Aschaffenburg University chooses Stratophase.
Aschaffenburg has recognised the potential of the technology for widespread commercial applications, and its advantages over other technologies to provide cost-effective and practical detection of critical biochemical contaminants in food and beverage processing.
In particular, its unique design will enable a network of sensors to be built across a manufacturing platform for continuous multi-point testing.
Stratophase's patented technology detects toxins, viruses and bacteria in real time. Based on an optical silicon chip with an integral planar Bragg grating, it uses a fibre-optic cable to transmit a conditioned beam of light to the chip.

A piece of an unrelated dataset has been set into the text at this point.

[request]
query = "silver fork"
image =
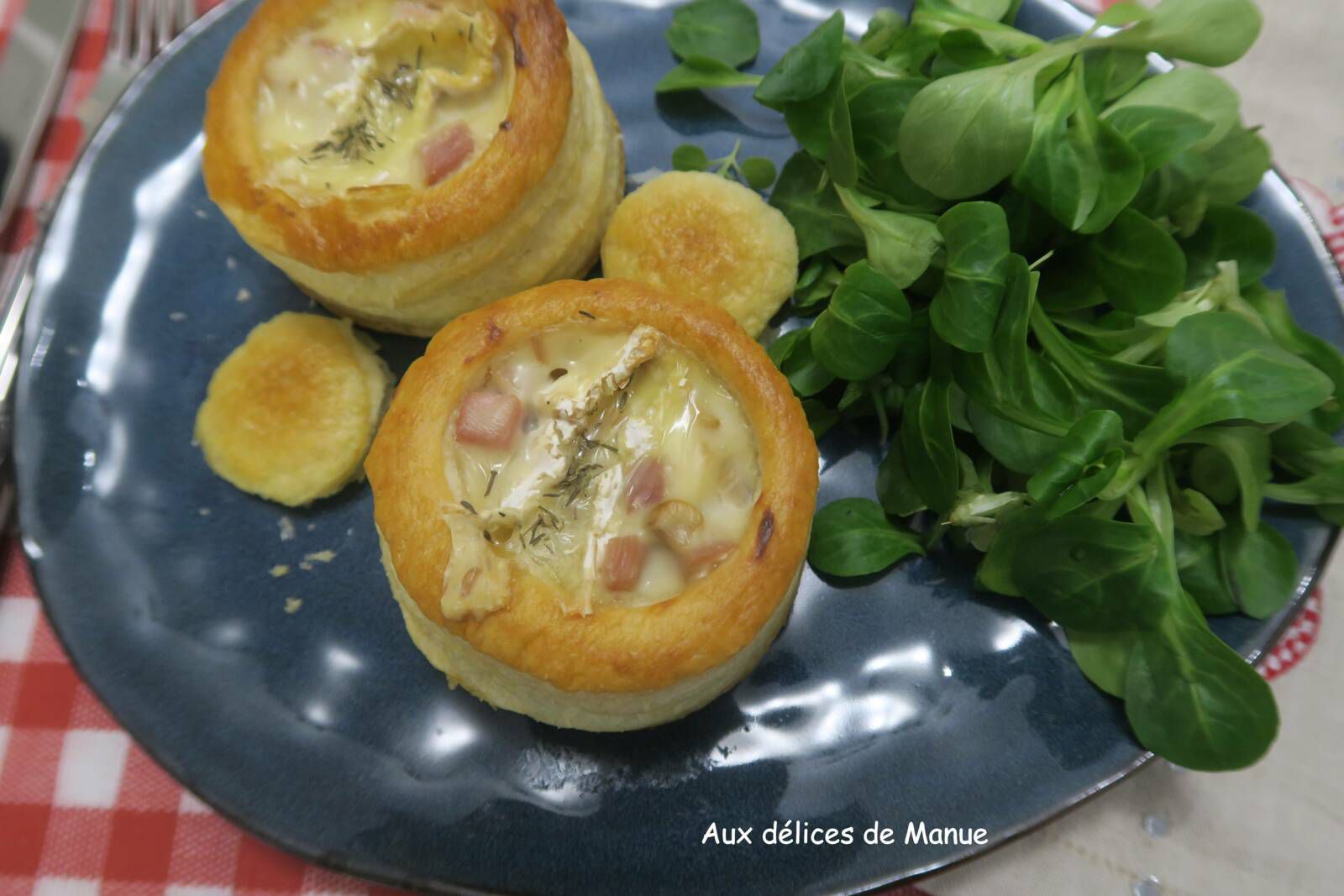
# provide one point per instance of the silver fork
(140, 29)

When target agents or contaminants are carried in liquid across the surface, tiny changes in sample composition can be detected by very precise and continuous monitoring of the wavelength of light reflected from the sensor. By pre-treating the surface to make it sensitive to certain biological or chemical reactions, it becomes a robust and sensitive biochemical detector.

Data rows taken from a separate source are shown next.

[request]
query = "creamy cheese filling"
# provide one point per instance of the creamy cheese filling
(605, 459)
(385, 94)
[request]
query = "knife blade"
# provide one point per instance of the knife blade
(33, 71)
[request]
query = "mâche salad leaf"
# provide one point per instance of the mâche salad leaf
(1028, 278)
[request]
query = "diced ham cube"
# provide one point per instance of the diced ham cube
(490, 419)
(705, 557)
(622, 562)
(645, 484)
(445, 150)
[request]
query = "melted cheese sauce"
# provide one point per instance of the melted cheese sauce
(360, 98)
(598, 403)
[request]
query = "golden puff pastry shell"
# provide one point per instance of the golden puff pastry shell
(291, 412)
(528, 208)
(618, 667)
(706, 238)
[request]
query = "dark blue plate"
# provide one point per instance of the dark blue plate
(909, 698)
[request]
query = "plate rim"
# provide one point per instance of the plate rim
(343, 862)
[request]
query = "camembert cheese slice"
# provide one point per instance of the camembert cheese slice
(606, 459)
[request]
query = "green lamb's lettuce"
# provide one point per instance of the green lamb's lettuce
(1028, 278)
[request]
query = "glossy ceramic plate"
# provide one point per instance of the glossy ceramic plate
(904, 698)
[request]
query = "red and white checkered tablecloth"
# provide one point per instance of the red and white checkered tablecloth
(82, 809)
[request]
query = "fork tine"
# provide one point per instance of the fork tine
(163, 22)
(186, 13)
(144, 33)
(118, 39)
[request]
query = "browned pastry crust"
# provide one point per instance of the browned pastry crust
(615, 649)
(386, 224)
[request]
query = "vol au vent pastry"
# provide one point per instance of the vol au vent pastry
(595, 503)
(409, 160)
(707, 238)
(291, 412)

Stratophase has already been successful with its technology in homeland security and its sensors are being developed in this area with key customers and through government contracts. The Aschaffenburg project will now examine for the first time the use of the same technology in other applications. It will investigate combining the technology with microfluidic structures to create a robust and cost-effective biochemical sensor for commercial use.
The project will probe the capabilities of the Stratophase sensor, treating the surface to explore its sensitivity to additional biological reactions, and evaluating its reaction to extended ranges of wavelengths of light.
Professor Dr Ralf Hellmann, head of the laboratories for laser technology, opto-electronics and sensors at the University of Applied Sciences at Aschaffenburg, believes there is considerable potential for Stratophase's technology in commercial applications. He said: "A key advantage of the technology is that it is a purely optical process which relies on changes in the refractive index on the surface of the sensor. This, therefore, eliminates the usual and costly complication with other technologies of preparing the liquid specimen with fluorescent tags. In addition, it has distinct advantages for commercial sensing over technologies such as SPR (surface plasmon resonance). For example, the silicon surface of the sensor gives access to a far broader range of binding reactions compared to the gold surface used in SPR. Moreover, its use of fibre optics would enable a network of sensors to be built across a production platform with a central point for the analysis of sample readings. With the combination of its high sensitivity, optical transducer and size, the Stratophase sensor has significant potential in applications beyond biotechnology."